There have been other confirmations of the noticeable increase in lake effect snow and even a decrease in snow in areas where lake effect events do not occur. Research conducted by GLISA discovered that in the Northern Great Lakes basin, snow totals in lake effect zones have increased, while in places such as Illinois, Ohio, and Indiana have seen a decrease in snow totals while temperatures have risen (Lake-Effect Snow in the Great Lakes Region). The researchers at Great Lakes Integrated Sciences concluded that the increase in global temperature is causing water temperatures to rise, and thus allowing for an increase in lake effect snow as there is also a decline in ice cover among the Great Lakes (Lake-Effect snow in the Great Lakes Region). The decrease in snow in areas that do not experience lake effect snow shows that rising temperatures are allowing for less snow, but areas near the Great Lakes only see more snow because warmer water temperatures resulting from global warming increase the magnitude of lake effect snow.
The conclusions surrounding these studies about warmer lake temperatures in relation to global warming and greater snowfall amounts brings up some potential future implications.

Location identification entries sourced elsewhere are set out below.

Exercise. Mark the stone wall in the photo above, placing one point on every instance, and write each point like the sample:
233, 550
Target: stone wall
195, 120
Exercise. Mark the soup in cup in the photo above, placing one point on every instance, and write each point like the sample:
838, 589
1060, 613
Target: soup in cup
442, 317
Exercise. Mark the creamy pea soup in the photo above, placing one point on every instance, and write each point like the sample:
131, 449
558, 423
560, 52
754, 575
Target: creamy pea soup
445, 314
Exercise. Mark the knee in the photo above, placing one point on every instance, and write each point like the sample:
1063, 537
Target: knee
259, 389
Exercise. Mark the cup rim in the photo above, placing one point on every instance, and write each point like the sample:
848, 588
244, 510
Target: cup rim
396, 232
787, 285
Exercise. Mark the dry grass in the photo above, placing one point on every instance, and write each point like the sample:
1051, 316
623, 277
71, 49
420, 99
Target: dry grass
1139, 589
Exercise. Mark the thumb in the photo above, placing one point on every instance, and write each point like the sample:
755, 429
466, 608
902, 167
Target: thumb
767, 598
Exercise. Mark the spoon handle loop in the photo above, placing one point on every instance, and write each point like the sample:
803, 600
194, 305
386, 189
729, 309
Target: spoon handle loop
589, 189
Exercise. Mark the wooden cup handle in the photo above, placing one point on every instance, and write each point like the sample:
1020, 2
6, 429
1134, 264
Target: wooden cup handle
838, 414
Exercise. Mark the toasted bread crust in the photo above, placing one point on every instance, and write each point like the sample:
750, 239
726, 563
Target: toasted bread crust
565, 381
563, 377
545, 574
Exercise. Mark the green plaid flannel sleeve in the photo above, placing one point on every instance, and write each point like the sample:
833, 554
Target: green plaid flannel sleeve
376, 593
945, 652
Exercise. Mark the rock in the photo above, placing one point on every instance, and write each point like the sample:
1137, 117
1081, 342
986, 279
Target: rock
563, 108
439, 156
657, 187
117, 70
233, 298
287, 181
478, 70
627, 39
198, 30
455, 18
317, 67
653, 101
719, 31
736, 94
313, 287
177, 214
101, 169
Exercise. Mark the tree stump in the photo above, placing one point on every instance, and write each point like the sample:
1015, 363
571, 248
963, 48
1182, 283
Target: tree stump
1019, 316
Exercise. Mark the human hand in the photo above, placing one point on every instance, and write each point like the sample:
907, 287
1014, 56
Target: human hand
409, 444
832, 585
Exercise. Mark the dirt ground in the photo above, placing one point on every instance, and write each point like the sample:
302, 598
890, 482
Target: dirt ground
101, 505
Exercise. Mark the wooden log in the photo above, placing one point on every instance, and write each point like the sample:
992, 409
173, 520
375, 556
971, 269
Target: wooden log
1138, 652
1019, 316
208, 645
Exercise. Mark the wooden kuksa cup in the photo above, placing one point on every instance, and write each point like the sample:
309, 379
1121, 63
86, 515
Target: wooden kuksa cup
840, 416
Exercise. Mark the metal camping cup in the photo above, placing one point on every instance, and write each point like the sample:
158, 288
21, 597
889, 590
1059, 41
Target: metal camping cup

The Intergovernmental Panel on Climate Change believes that by the end of the twenty first century, global surface temperatures could increase anywhere from 1.4° to 5.8°C (Burnett et al. 2003). If this prediction is true, this would mean a large increase in lake effect snow events due to the impact that global warming has on the factors affecting lake effect snow. It is important to realize that these snowfall events will continue to increase until there reaches a point in which the global temperatures are too warm that the number of below freezing days decreases greatly. Currently, it is possible to say that the lake effect snow events will continue to increase in magnitude due to the relationship between a globally warmer climate and lake temperatures. In the future, it will be important to keep track of globally rising temperatures and how these temperatures affect the water temperatures of the Great Lakes. Furthermore, an increase in lake effect snow could be beneficial for multiple industries, but also could be detrimental to human safety in the affected areas. Through continuing studies such as the ones previously done, it will be interesting to note if the increases in snow seen now remain, or if a new trend appears that may create a new theory as to why snowfall amounts are higher in the Great Lakes Region. As weather data becomes more and more available, it will be possible to use more consistent records to try and draw stronger conclusions about lake effect snow and what leads to an increase in its magnitude, such as warmer water.